L B J the movie 1:37:10
“A democracy works best when the people have all the information that the security of the Nation permits. No one should be able to pull curtains of secrecy around decisions which can be revealed without injury to the public interest. At the same time, the welfare of the Nation or the rights of individuals may require that some documents not be made available. As long as threats to peace exist, for example, there must be military secrets. A citizen must be able in confidence to complain to his Government and to provide information, just as he is–and should be–free to confide in the press without fear of reprisal or of being required to reveal or discuss his sources. ...I signed this measure with a deep sense of pride that the United States is an open society in which the people's right to know is cherished and guarded.”
“We must preserve the right of free speech and the right of free assembly.

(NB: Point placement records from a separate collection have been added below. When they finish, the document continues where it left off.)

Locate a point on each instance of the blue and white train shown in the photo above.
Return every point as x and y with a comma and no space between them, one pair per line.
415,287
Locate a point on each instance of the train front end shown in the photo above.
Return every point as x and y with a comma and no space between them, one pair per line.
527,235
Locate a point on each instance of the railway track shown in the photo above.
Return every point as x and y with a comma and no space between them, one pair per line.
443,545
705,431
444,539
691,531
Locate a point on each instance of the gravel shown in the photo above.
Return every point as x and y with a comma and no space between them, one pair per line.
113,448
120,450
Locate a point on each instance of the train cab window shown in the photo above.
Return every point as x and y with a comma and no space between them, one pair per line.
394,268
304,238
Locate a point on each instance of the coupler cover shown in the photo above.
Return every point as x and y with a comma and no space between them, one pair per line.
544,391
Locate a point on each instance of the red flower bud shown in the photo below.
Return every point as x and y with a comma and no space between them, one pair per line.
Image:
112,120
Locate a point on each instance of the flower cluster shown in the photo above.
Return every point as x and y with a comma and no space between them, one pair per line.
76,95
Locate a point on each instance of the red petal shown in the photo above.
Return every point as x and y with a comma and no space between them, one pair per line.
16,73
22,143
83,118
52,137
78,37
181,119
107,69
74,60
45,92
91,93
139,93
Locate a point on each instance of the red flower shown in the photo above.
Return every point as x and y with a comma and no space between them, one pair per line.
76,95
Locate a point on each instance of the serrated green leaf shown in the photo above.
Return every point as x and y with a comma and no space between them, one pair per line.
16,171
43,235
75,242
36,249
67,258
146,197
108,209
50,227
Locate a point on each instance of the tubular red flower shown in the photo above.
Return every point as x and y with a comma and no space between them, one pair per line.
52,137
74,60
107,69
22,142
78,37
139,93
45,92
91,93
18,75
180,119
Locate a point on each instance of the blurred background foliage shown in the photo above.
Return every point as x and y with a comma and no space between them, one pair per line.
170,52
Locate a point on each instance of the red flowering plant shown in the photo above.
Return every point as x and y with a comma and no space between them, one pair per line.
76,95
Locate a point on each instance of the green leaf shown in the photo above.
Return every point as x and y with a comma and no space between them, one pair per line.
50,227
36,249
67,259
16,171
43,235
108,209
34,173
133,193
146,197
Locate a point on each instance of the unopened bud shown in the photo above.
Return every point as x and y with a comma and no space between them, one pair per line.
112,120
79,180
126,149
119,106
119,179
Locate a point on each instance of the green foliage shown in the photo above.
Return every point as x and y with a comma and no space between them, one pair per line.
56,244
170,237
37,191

But the right of free speech does not carry with it, as has been said, the right to holler fire in a crowded theater. We must preserve the right to free assembly, but free assembly does not carry with it the right to block public thoroughfares to traffic. We do have a right to protest, and a right to march under conditions that do not infringe the constitutional rights of our neighbors. And I intend to protect all those rights as long as I am permitted to serve in this office. We will guard against violence, knowing it strikes from our hands the very weapons which we seek -- progress, obedience to law, and belief in American values.”
“The people of Vietnam, north and south, seek the same things. The shared needs of man, the needs for food and shelter and education, the chance to build and work and till the soil, free from the arbitrary horrors of battle, the desire to walk in the dignity of those who master their own destiny. For many painful years, in war and revolution and infrequent peace, they have struggled to fulfill those needs. It is a crime against mankind that so much courage, and so much will, and so many dreams, must be flung on the fires of war and death.”
“The war in Vietnam is not like these other wars. Yet, finally, war is always the same. It is young men dying in the fullness of their promise. It is trying to kill a man that you do not even know well enough to hate. Therefore, to know war is to know that there is still madness in this world.”
“Let us pray for wise and understanding hearts. Let us lay aside irrelevant differences and make our Nation whole.”
“Justice requires us to remember that when any citizen denies his fellow, saying, "His color is not mine," or "His beliefs are strange and different," in that moment he betrays America, though his forebears created this Nation.”
“The ultimate strength of our country and our cause will lie not in powerful weapons or infinite resources or boundless wealth, but will lie in the unity of our people.”
“I am a free man, an American, a public servant, and a member of my party, in that order always and only.”
“[I]t is true that a house divided against itself by the spirit of faction, of party, of region, of religion, of race, is a house that cannot stand.”
“I have concluded that I should not permit the Presidency to become involved in the partisan divisions that are developing in this political year. ...I do not believe that I should devote an hour or a day of my time to any personal partisan causes or to any duties other than the awesome duties of this office -- the Presidency of your country. Accordingly, I shall not seek, and I will not accept, the nomination of my party for another term as your President.”
“...I would appeal to my fellow Americans by saying, the only real road to progress for free people is through the process of law and that is the road that America will travel.”
“I want to be the President who educated young children to the wonders of their world. I want to be the President who helped to feed the hungry and to prepare them to be taxpayers instead of taxeaters. I want to be the President who helped the poor to find their own way and who protected the right of every citizen to vote in every election. I want to be the President who helped to end hatred among his fellow men and who promoted love among the people of all races and all regions and all parties. I want to be the President who helped to end war among the brothers of this earth.”